Prompting in Stable Diffusion

After almost a year of working with Stable Diffusion, I have experimented with numerous approaches to prompting and have arrived at what I believe to be the correct approach. Let's take a look at it in details.

The Power of Words:

The words we use in prompting are called tokens. Each token has its own power, which depends on its frequency of occurrence in the dataset. Without diving into the technical details of the CLIP tokenizer, you can refer to this article if you're interested in learning more about how it works from the inside.

Key Considerations: The phrase "Game art of a beautiful girl" consists of 6 individual tokens (11 if we count spaces, but that's not important). Following this logic, we understand that particles like "of" and "a" also carry weight and influence the image. From this, we can infer that neural networks are machines, and it's not necessary to use formal English language when inputting prompts. Sometimes, using a prompt like "Game art, beautiful girl" may yield better results. This doesn't mean we should completely exclude all particles, but I recommend using them only when necessary, based on the sentence's logic.

In addition to a token's inherent strength, its position in the prompt is also weighted. Tokens at the beginning have greater weight than tokens at the end. It's important to understand this, as a weak token at the end of the prompt may have no impact on the image. Conversely, a strong token at the beginning can completely determine the outcome.
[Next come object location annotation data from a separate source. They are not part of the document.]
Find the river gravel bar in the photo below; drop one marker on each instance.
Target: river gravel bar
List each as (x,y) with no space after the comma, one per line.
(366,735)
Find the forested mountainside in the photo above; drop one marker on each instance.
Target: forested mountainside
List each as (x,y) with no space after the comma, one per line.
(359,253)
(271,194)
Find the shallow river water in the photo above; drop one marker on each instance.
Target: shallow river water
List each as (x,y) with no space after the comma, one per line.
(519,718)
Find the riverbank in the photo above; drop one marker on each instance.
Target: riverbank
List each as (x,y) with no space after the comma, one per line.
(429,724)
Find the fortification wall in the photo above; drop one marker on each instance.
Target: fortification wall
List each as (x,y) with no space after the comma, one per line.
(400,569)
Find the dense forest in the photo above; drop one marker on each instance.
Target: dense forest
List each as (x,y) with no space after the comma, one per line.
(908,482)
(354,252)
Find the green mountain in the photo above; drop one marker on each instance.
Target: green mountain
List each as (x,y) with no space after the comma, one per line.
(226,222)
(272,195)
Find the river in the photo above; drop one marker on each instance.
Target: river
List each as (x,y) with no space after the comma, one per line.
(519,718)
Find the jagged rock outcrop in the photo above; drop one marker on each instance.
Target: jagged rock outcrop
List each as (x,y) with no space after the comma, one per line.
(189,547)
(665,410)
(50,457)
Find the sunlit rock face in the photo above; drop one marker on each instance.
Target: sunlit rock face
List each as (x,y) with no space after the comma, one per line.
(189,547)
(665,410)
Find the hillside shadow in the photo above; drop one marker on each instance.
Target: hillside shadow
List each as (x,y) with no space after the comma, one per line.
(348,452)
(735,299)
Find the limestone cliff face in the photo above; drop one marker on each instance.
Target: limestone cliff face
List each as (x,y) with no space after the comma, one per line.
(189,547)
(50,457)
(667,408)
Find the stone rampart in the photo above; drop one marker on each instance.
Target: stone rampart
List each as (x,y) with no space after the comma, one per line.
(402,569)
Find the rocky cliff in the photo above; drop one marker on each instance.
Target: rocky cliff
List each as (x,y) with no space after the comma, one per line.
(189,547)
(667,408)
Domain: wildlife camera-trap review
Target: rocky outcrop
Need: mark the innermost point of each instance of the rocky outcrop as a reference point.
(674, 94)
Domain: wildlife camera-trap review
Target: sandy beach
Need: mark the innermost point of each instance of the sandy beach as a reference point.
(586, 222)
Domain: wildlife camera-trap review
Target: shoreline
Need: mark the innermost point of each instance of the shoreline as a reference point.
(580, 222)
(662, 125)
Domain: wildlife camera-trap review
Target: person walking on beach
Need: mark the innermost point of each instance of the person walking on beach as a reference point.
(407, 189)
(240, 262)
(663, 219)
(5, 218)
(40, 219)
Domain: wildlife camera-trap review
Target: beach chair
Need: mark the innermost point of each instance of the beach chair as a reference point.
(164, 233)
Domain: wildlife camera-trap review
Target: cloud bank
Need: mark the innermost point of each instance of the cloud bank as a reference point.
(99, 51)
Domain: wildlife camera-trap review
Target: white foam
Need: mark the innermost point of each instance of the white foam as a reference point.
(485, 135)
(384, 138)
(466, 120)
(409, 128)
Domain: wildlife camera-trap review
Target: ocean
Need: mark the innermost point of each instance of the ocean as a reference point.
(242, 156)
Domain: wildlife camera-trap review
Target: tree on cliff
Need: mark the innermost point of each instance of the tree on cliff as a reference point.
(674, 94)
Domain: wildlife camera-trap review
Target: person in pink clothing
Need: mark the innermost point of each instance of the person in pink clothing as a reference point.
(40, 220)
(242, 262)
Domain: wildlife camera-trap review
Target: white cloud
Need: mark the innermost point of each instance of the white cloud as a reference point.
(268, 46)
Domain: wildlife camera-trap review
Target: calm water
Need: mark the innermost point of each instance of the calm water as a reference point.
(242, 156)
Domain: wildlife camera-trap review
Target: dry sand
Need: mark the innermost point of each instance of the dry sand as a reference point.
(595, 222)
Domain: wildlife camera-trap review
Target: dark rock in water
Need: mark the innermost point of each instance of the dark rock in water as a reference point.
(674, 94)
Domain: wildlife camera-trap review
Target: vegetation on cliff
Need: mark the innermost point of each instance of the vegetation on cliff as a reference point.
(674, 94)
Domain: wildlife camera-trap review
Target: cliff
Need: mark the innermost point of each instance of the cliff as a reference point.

To control the strength of a token, you can use the construction (token:1.0), where the number represents the strength of the token. 0 - no influence, 1 - normal weight. I usually don't go past 1.5. Experimenting with different strength values can help you fine-tune the desired level of control over the tokens in your prompts.

Prompt Structure:

Content Type | Object | Style | Extra | Color

Example Prompt:

Minimalism Icon of fantasy magic book in [Painting Low poly:Vector illustration:0.3] style, <lora:Pecha_Icons_LORA_V4:0.8>, best quality, Trending on Artstation, masterpiece, dramatic lighting, red hue

Content Type: (Minimalism Icon)

Here, we describe the type of art we want to create. It's important to specify the art type at the beginning, as it influences all subsequent details.

In general, content type can be broadly divided into two main categories: Photography and Art. These two categories serve as the foundation, and all other subcategories can be considered as branches stemming from them. Photography encompasses various styles such as landscape, portrait, still life, and more, focusing on capturing real-world subjects through the lens. On the other hand, Art includes a wide range of artistic creations, including paintings, illustrations, digital art, sculptures, and other forms of visual expression. These two main groups provide a framework for organizing and classifying different types of visual content.

Object (fantasy magic book)

This is the second and most important block. Here, we describe the objects we want to see in our art. Additionally, object stylization can be used.

If you need a specific object, you can try describing it in detail. For example, fantasy book with golden ornament on the cover and rivets. However, it's important to remember that the neural network is an excellent fantasizer, and sometimes it can generate objects that you couldn't even imagine. So personally, I prefer to specify only the main details and give the neural network room for creativity.

Style [Painting Low poly:Vector illustration:0.3]

In this block, we determine the artistic style of our art. In general, there are numerous styles in art. I suggest using them consciously, highlighting the advantages of each style, and using them as needed. For example, Low poly will create angular objects with minimal detailing, yet they won't appear flat. Cartoon will provide exaggerated forms and vibrant colors. I have compiled the main styles discovered during my work and conducted thorough testing. I recommend doing the same, recording the seed and testing different styles using the XYZ Plot to understand how they affect the same image.

This block significantly influences the final quality of the art, and it allows me to achieve highly detailed images. Since the topic of style is extensive, I plan to write a separate article dedicated entirely to this subject.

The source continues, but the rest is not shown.